Pot law not focusing on health and safety of Canadians

Taken from: The Record
On April 13, the Liberal government introduced legislation that would allow for the recreational use of marijuana for Canadians over the age of 18, and eliminate penalties for possession of marijuana (up to five grams) for those between the ages of 12 and 18.

Prime Minister Justin Trudeau and his government have repeated time and time again that the aim of this legislation is to protect our children and increase public safety. However, neither of these goals is accomplished with this legislation. This is not just my view. In a recent Angus Reid poll, approximately two in three Canadians (66 per cent) said they believe that this legislation fails to prevent young people from using marijuana more than they already do.

While the government claims that it makes decisions based on facts and science, this legislation proves otherwise as groups such as the Canadian Medical Association (CMA), Canadian Psychiatric Association (CPA) and the Canadian Chiefs of Police (CCP) all oppose certain aspects of the bill. Both the medical and psychiatric associations have stated that Canadians who consume marijuana recreationally under the age of 25 have a higher risk of developing mental illness such as depression, schizophrenia and bipolar disorder.

“Regular cannabis use in youth and young adults can affect aspects of cognition, including attention, memory, processing speed, visuospatial functioning and overall intelligence,” according to the Canadian Psychiatric Association. “Worse performance is related to earlier adolescent onset of use.”

Negative health affects related to the recreational use of marijuana isn’t exclusive to children, as the Canadian Medical Association notes: “Marijuana use is linked to several adverse health outcomes, including addiction, cardiovascular and pulmonary effects (e.g., chronic bronchitis), mental illness, and other problems, including cognitive impairment and reduced educational attainment.”

The Society for the Study of Addiction has found that regular use of marijuana for one in 10 users results in a dependence problem. If usage started in adolescence, that number is one in six. It is clear that the negative health effects of marijuana are not being taken seriously by this government and the steps they are taking now will have long-lasting negative effects on Canadians.

Since legalizing the recreational use of marijuana, the state of Washington has seen drastic increases in vehicular deaths related to driving under the influence of marijuana. “Authorities in Washington recorded 436 fatal crashes in 2013, and determined that drivers involved in 40 crashes tested positive for THC, the active chemical in marijuana, according to the study (by the American Automobile Association). In 2014, they found that of 462 fatal crashes, 85 drivers tested positive for THC,” the Washington Post reported.

Also concerning is the fact that the American Automobile Association says there are no proven blood or urine tests that can determine how high a person is from marijuana, but only determines if marijuana is in their system.

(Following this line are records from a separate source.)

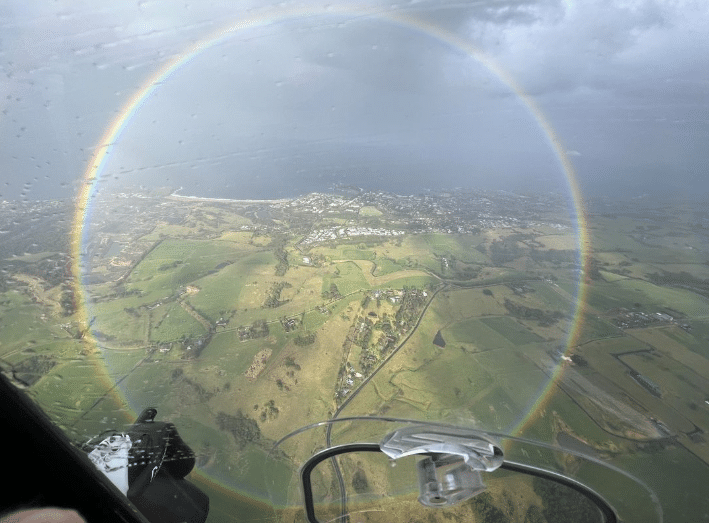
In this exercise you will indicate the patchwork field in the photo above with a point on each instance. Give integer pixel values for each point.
(240, 331)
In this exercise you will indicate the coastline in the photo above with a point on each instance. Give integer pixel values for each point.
(223, 200)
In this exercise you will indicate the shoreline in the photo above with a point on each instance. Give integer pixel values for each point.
(223, 200)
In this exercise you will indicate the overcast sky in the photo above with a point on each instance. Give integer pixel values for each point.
(305, 102)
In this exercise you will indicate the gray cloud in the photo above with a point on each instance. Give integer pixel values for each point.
(623, 83)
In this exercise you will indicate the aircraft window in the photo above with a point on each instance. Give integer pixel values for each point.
(220, 225)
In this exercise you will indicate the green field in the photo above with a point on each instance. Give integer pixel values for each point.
(510, 329)
(492, 370)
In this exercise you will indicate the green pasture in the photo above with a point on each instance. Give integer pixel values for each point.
(219, 292)
(174, 324)
(552, 297)
(594, 328)
(682, 300)
(513, 331)
(193, 259)
(419, 282)
(697, 340)
(123, 328)
(22, 325)
(347, 276)
(681, 488)
(462, 246)
(386, 266)
(475, 332)
(358, 254)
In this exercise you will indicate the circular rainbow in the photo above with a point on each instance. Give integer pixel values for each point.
(132, 107)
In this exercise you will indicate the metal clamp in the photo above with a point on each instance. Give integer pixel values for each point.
(450, 471)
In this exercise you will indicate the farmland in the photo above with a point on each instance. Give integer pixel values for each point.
(220, 315)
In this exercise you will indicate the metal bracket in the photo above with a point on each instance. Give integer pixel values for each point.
(453, 459)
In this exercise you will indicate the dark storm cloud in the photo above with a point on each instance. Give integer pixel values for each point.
(623, 83)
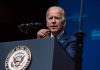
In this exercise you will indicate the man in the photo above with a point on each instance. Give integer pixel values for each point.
(55, 18)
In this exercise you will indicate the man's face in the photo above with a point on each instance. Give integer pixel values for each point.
(55, 21)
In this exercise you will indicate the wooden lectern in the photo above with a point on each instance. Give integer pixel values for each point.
(46, 54)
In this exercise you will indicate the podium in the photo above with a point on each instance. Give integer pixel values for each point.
(46, 54)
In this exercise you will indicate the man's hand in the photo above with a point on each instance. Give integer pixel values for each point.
(43, 33)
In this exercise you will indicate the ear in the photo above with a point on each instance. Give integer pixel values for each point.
(47, 24)
(64, 23)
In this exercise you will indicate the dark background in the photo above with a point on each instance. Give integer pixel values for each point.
(13, 13)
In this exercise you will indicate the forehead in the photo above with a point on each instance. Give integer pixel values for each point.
(54, 11)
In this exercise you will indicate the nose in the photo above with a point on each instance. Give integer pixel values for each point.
(53, 20)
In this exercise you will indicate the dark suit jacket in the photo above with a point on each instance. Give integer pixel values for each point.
(68, 43)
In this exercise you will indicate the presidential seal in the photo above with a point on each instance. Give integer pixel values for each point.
(18, 59)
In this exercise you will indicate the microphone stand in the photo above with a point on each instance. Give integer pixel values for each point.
(79, 42)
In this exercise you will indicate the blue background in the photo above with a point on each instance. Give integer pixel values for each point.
(90, 27)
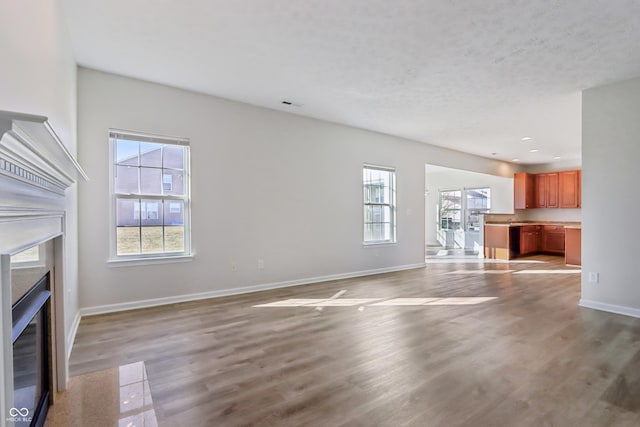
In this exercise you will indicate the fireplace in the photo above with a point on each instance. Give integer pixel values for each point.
(37, 173)
(31, 361)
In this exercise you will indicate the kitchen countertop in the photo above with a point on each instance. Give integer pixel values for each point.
(565, 224)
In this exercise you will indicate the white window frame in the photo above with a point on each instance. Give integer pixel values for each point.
(392, 205)
(151, 258)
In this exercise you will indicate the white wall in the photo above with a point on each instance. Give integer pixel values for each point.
(265, 185)
(438, 178)
(610, 153)
(38, 76)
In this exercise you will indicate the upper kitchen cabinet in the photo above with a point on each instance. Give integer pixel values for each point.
(569, 189)
(547, 190)
(523, 191)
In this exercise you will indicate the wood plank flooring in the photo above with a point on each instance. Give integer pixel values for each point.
(530, 357)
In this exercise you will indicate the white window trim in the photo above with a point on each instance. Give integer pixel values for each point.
(393, 208)
(154, 258)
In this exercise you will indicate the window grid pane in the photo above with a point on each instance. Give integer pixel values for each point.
(150, 226)
(379, 204)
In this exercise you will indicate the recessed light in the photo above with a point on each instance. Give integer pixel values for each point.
(290, 103)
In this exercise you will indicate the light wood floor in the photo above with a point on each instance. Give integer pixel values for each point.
(531, 357)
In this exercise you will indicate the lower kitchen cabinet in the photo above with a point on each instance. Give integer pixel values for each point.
(529, 239)
(553, 239)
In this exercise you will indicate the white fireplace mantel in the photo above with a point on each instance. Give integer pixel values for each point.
(36, 169)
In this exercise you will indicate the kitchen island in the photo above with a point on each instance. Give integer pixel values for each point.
(508, 240)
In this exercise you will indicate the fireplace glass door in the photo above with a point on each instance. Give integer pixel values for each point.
(30, 356)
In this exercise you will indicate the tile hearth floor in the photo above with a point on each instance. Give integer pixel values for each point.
(111, 397)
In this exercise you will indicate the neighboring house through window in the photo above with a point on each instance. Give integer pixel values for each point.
(379, 189)
(150, 196)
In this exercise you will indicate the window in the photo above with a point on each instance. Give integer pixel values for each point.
(150, 196)
(450, 210)
(379, 188)
(472, 201)
(478, 203)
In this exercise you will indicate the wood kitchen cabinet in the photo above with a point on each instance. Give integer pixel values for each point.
(529, 239)
(553, 239)
(523, 191)
(546, 190)
(569, 189)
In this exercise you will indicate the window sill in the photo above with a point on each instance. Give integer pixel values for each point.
(133, 262)
(378, 244)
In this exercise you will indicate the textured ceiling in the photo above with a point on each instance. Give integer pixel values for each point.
(474, 76)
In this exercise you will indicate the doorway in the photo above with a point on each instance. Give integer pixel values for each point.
(455, 201)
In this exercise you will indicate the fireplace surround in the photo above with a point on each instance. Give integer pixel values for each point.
(36, 176)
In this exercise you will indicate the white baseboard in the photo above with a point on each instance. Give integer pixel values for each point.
(611, 308)
(111, 308)
(71, 336)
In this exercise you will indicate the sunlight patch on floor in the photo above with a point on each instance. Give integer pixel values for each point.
(548, 272)
(350, 302)
(480, 271)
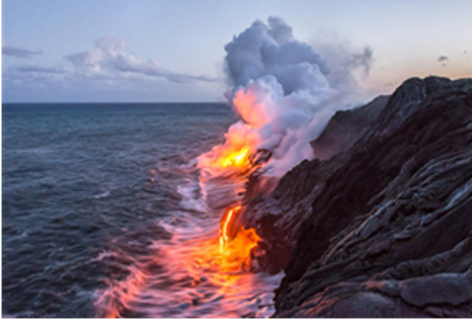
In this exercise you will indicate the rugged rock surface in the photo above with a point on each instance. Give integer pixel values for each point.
(383, 228)
(345, 127)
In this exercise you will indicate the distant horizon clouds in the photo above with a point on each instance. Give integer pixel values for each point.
(156, 51)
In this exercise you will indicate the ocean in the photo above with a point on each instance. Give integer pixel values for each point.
(103, 214)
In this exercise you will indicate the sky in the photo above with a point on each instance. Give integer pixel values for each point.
(173, 51)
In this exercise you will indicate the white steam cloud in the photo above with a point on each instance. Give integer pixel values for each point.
(285, 91)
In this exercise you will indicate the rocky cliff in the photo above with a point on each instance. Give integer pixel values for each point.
(380, 224)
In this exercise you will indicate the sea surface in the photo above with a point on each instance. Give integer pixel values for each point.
(103, 214)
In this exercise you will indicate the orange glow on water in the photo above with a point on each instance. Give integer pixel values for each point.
(236, 242)
(241, 139)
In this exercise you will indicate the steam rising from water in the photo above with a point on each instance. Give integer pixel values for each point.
(285, 93)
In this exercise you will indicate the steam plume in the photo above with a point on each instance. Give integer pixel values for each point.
(285, 93)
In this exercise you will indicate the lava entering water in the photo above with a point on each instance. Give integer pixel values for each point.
(236, 242)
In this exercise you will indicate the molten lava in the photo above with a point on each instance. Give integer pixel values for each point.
(236, 242)
(241, 140)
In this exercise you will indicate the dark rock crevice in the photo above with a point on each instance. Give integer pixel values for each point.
(382, 228)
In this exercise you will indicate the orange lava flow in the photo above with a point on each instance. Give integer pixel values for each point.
(236, 242)
(241, 140)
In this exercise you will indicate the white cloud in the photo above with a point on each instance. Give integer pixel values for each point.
(18, 52)
(108, 61)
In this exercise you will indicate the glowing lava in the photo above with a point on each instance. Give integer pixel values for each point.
(241, 140)
(236, 242)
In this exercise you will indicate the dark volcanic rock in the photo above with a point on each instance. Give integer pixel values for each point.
(382, 229)
(345, 127)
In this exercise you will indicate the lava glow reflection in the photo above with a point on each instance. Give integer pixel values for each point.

I have heard from officers in the Waterloo Regional Police Service on this issue and they say our police forces are not properly funded or equipped to handle these new dangers. It’s clear that while the government is going to rush ahead with legalizing recreational marijuana, it is not with the health and safety of Canadians in mind.

“If Parliament truly cares about the public health and safety of Canadians, especially our youth, this bill will not pass,” said Dr. Diane Kelsall in the Canadian Medical Association Journal.

Harold Albrecht is member of Parliament for Kitchener-Conestoga.